I am continuing to think about things we do and say and the way every word and action ripples out. I wanted to tell you the story of how nearly a decade ago, I was up late on YouTube looking to discover Michigan based Hip Hop artists, and I discovered a great one. That one comment I left late one night led to a private conversation, a free CD that contains a track that has got me through some of the toughest days and nights since. Through a network of connections that developed, I dove much deeper into West Michigan’s music scene, and discovered the thriving open mic and spoken word scene. And now I host a show. And perhaps I will tell you that story in more detail another day.

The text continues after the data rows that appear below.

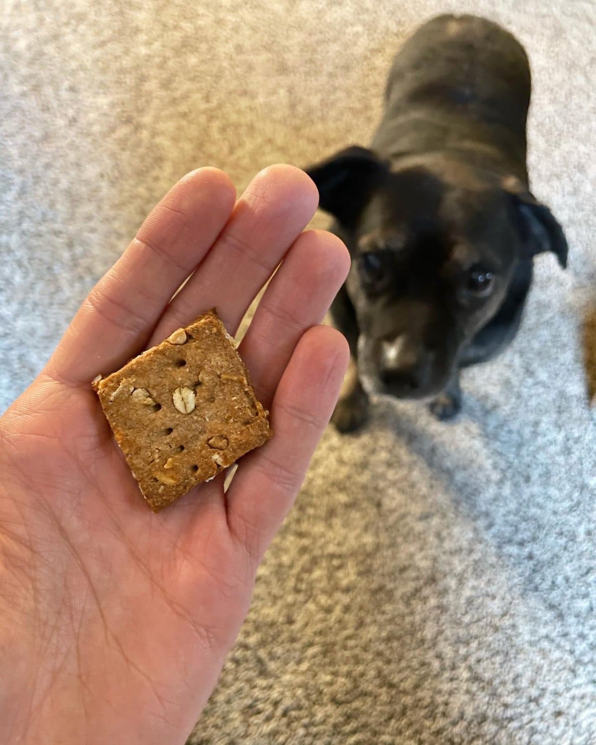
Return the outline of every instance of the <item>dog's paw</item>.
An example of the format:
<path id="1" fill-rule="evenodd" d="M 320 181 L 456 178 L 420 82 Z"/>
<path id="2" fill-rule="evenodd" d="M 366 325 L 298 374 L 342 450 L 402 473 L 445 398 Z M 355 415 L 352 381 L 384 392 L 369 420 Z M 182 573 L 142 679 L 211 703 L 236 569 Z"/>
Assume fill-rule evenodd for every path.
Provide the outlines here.
<path id="1" fill-rule="evenodd" d="M 441 393 L 431 402 L 429 408 L 431 413 L 441 422 L 448 422 L 455 419 L 461 411 L 461 396 Z"/>
<path id="2" fill-rule="evenodd" d="M 331 418 L 338 432 L 353 432 L 361 427 L 368 418 L 368 399 L 366 396 L 340 399 Z"/>

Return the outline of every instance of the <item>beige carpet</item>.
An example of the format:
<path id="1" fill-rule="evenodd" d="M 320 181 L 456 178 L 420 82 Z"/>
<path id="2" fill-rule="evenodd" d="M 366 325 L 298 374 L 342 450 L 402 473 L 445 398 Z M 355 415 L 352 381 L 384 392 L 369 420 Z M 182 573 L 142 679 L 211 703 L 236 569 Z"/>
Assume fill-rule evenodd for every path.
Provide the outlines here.
<path id="1" fill-rule="evenodd" d="M 271 162 L 366 143 L 400 41 L 449 9 L 527 45 L 530 171 L 565 226 L 570 268 L 540 259 L 519 337 L 466 374 L 457 424 L 383 401 L 361 434 L 326 434 L 194 745 L 596 742 L 583 352 L 596 318 L 596 6 L 3 4 L 0 409 L 174 180 L 212 164 L 242 188 Z"/>

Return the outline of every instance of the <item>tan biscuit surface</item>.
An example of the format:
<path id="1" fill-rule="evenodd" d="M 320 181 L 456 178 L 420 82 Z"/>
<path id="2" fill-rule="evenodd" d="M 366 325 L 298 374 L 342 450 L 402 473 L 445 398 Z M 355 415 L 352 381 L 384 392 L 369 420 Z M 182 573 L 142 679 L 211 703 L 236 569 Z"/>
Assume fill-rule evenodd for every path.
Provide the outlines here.
<path id="1" fill-rule="evenodd" d="M 271 437 L 267 412 L 215 311 L 93 387 L 154 512 Z"/>

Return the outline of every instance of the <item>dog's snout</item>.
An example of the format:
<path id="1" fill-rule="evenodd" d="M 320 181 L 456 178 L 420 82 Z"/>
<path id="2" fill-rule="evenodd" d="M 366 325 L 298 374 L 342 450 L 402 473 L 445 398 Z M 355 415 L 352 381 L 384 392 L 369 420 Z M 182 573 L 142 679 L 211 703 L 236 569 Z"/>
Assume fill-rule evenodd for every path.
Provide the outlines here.
<path id="1" fill-rule="evenodd" d="M 416 395 L 428 384 L 428 360 L 406 337 L 384 341 L 381 357 L 379 378 L 394 395 Z"/>

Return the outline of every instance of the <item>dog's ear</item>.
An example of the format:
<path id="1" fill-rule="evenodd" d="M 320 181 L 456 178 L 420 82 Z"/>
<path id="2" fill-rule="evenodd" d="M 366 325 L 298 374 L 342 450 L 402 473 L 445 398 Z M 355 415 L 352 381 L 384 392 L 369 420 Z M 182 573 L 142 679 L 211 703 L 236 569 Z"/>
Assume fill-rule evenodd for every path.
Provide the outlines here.
<path id="1" fill-rule="evenodd" d="M 319 206 L 350 226 L 387 165 L 372 150 L 354 145 L 305 168 L 319 190 Z"/>
<path id="2" fill-rule="evenodd" d="M 546 206 L 539 202 L 515 177 L 505 179 L 504 186 L 510 195 L 519 229 L 530 256 L 552 251 L 563 269 L 567 266 L 568 247 L 563 229 Z"/>

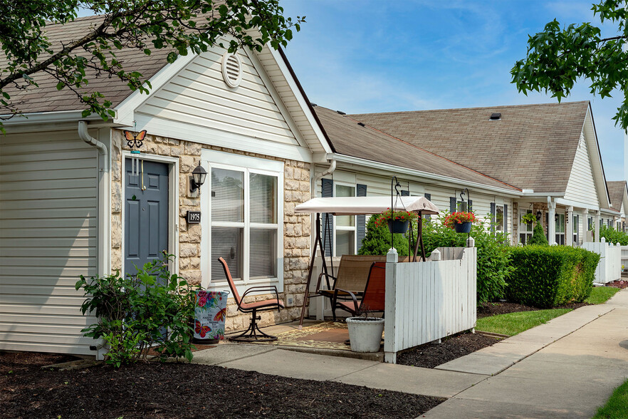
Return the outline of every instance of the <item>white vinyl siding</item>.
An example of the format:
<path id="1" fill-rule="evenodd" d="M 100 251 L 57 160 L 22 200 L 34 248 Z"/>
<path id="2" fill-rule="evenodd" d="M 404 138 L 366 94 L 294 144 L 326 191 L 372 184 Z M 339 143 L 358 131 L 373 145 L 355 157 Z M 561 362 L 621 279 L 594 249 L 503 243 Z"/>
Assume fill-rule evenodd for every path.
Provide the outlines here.
<path id="1" fill-rule="evenodd" d="M 74 131 L 0 136 L 0 349 L 93 354 L 97 152 Z"/>
<path id="2" fill-rule="evenodd" d="M 600 205 L 584 134 L 580 135 L 580 140 L 576 149 L 573 167 L 565 192 L 565 199 L 595 207 Z"/>
<path id="3" fill-rule="evenodd" d="M 136 111 L 138 125 L 142 121 L 149 132 L 177 138 L 187 133 L 177 136 L 160 130 L 183 124 L 201 135 L 192 139 L 200 143 L 295 160 L 309 154 L 305 140 L 300 144 L 297 139 L 296 125 L 286 120 L 283 105 L 276 101 L 281 99 L 273 86 L 264 83 L 263 68 L 239 51 L 242 81 L 230 88 L 221 69 L 223 52 L 216 47 L 203 53 L 153 93 Z"/>
<path id="4" fill-rule="evenodd" d="M 328 168 L 328 166 L 316 165 L 315 167 L 315 176 L 320 176 L 320 174 Z M 379 176 L 365 172 L 352 173 L 337 169 L 331 176 L 328 177 L 333 178 L 334 182 L 338 182 L 341 184 L 347 182 L 355 182 L 356 184 L 367 185 L 367 195 L 369 197 L 377 196 L 390 196 L 390 177 L 386 176 Z M 436 185 L 422 182 L 420 180 L 412 180 L 407 178 L 399 177 L 399 182 L 401 184 L 400 190 L 407 190 L 408 183 L 409 182 L 409 191 L 411 196 L 422 197 L 425 193 L 431 194 L 431 201 L 441 211 L 449 210 L 449 198 L 456 197 L 457 200 L 460 200 L 460 189 L 451 187 L 446 187 Z M 315 194 L 317 197 L 320 196 L 320 182 L 315 186 Z M 394 190 L 393 189 L 393 191 Z M 471 191 L 471 200 L 473 203 L 473 211 L 476 215 L 481 219 L 484 219 L 491 212 L 491 202 L 496 200 L 495 195 L 488 195 L 480 194 Z M 465 196 L 465 200 L 467 197 Z M 508 232 L 512 233 L 512 220 L 513 220 L 513 202 L 510 198 L 503 198 L 500 200 L 503 202 L 501 205 L 508 206 Z"/>

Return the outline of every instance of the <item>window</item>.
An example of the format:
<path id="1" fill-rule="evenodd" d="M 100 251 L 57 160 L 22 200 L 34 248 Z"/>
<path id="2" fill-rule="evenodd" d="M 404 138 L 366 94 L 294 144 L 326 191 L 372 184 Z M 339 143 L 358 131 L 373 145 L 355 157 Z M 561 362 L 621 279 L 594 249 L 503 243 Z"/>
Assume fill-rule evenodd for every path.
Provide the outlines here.
<path id="1" fill-rule="evenodd" d="M 519 243 L 525 244 L 532 238 L 532 233 L 534 231 L 533 224 L 525 224 L 521 221 L 521 217 L 525 214 L 532 214 L 531 210 L 527 211 L 519 212 Z"/>
<path id="2" fill-rule="evenodd" d="M 554 222 L 556 228 L 556 244 L 565 244 L 565 214 L 556 214 Z"/>
<path id="3" fill-rule="evenodd" d="M 355 187 L 337 184 L 335 186 L 336 197 L 355 197 Z M 335 256 L 355 254 L 355 216 L 337 215 L 334 222 L 335 237 L 333 242 Z"/>
<path id="4" fill-rule="evenodd" d="M 209 276 L 210 286 L 226 283 L 218 262 L 222 257 L 236 284 L 273 283 L 282 289 L 283 163 L 203 152 L 209 167 L 201 192 L 204 282 Z"/>
<path id="5" fill-rule="evenodd" d="M 578 237 L 578 232 L 580 228 L 580 215 L 574 215 L 573 216 L 573 244 L 575 246 L 580 244 L 580 237 Z"/>
<path id="6" fill-rule="evenodd" d="M 506 219 L 503 216 L 503 206 L 498 205 L 496 207 L 495 212 L 495 231 L 503 231 L 504 221 L 506 221 Z"/>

But today I am meditating on an encouraging and challenging word I received a few days ago from a pastor I deeply admire and respect. She was my mentor for a year in seminary and she presided at my ordination. After reading one of these posts about the ripples, she left a comment on the Facebook link to the post: “Perhaps you should reflect on the ripples you have left and how you have influenced other people, because you have.”
This is a reassuring, even if if somewhat daunting challenge in thought experimentation and in self love: evaluate and assess some of the positive ripples I may have made in the world. I don’t know if it is the best writing exercise. And I am not sure she meant it to be. It is one thing to write about the positive influence I hope to be in the lives of my children. It is another thing altogether to say look over here, here is something good I have done. So I will land on here are a few things I hope have made a difference:
At a group examination of fresh candidates for ministry, shortly before my ordination, I was asked how I would apply passages in scripture (such as 1 Timothy 2) that say horrific things about women. I pretty clearly said I disagreed with the plain reading of such texts. I suggested that perhaps, they should even anger us and invite us to see the patriarchy and misogyny that exists in our own hearts. It was a really bold statement. I was in a room where not every pastor examining me was happy that there were progressives and worse women being examined for ordination. It was one of the scariest moments of my life. Somehow, I passed inspection. And it is a moment I still wonder about to this day.
The sermon I was fired for. It was the week George Zimmerman was declared “not guilty.” I was preaching on the Parable of the Widow and the Unjust Judge. I declared that justice had not been served, that in fact a tragic miscarriage of justice had happened before our eyes. And I compared the continued faith of Sybrina Fulton (Trayvon Martin’s mother) to the widow in our parable. Over the course of the few months following that sermon and leading up to my expulsion, I heard it all “Americans have a right to stand their ground” and “that kid was high and using cough syrup” and much worse. As the long standing racial tensions in the American Zeitgeist have become increasingly obvious over the last few years, I have often wondered if I made a difference. But I have never once regretted my words or wondered if I picked the wrong hill to die on.
After the murder of Michael Brown by police officers, I wore my clergy shirt and collar and joined a group of concerned citizens who filled up the Grand Rapids City Commission to demand body cameras for Grand Rapids police officers. With fear and trembling, I spoke out boldly, pleading my case. I talked about the reality of implicit bias and shared a study on the subject. I insisted that regardless of religion or politics, black bodies were under attack by some law enforcement who had lost their way.
Every single time I perform my piece Heroes, I hope it might make a difference if anyone in the room is struggling with his or her own sexuality, with depression or with making sense of their religious upbringing or pieces of their socialization that may have been a voice of oppression in their lives.
I hope to someday look back and believe this blog series – laying my heart bare about my struggles with my religious background, my wildly harmful image of god, my own depression and efforts to better love myself and those around me – might have made a difference to one person.